On November 15, 2012, nationally observed as America Recycles Day, the U.S. Environmental Protection Agency announced that food is now the single largest type of waste going to America’s municipal landfills and incinerators. More than 33 million tons of food is wasted each year. When food is discarded in landfills, it produces methane, a potent greenhouse gas that contributes to climate change. Americans throw away up to 40 percent of their food, an average of 20 pounds per person a month. Much of this wasted food is actually surplus, wholesome and edible food that could have helped those in need. Food waste makes up about 12% of what is thrown away.
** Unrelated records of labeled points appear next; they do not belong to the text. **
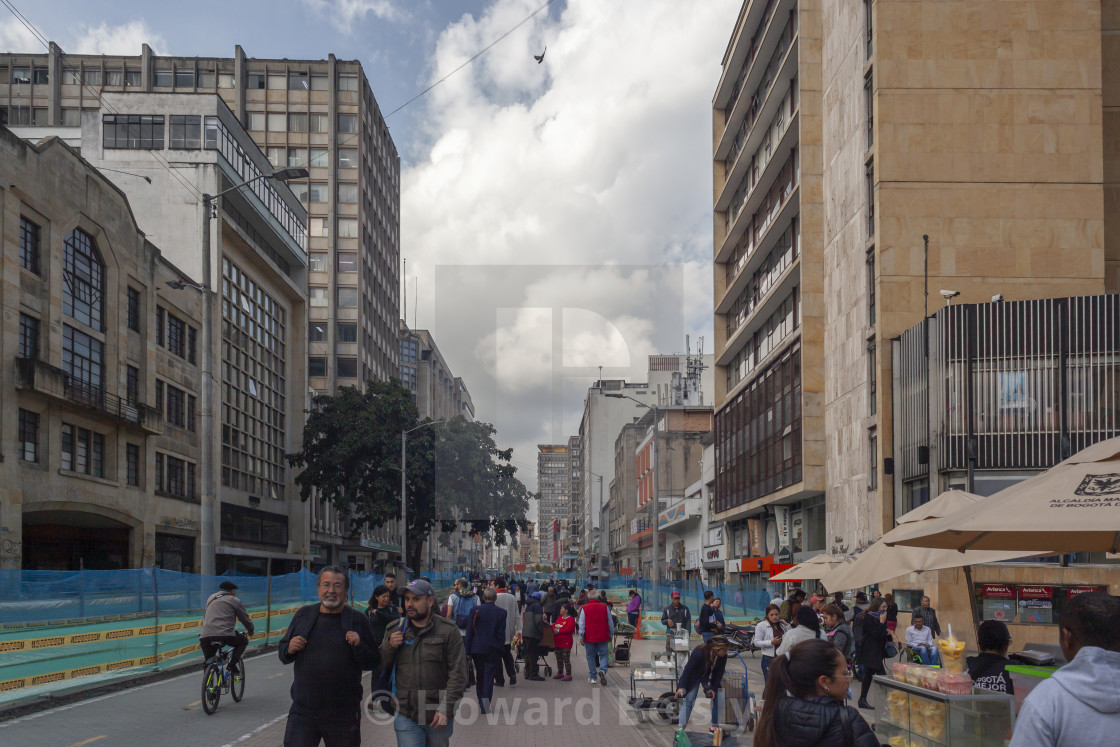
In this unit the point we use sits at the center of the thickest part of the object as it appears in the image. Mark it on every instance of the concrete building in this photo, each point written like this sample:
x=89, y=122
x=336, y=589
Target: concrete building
x=553, y=467
x=319, y=114
x=1000, y=152
x=103, y=390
Composting is nature’s way of recycling. Composting converts organic materials, including food scraps (like fruits and vegetables) and yard waste trimmings (like leaves, grass and small tree branches) into a dark, earthy-smelling soil conditioner, thereby preserving valuable nutrient-rich organic resources. Additionally, composting can save money by lowering disposal costs and replacing store-bought fertilizers. Compost also saves water by helping the soil hold moisture, reducing water runoff . Composting can make a significant contribution to achieving waste reduction goals, especially if organic waste comprises a large proportion of your waste stream.
If you are interested in developing an onsite composting bin, first check with your local community or county waste and recycling coordinator to identify any restrictions on outdoor composting. A properly constructed compost pile is needed to minimize nuisances (such as odors) and achieve a quality finished compost.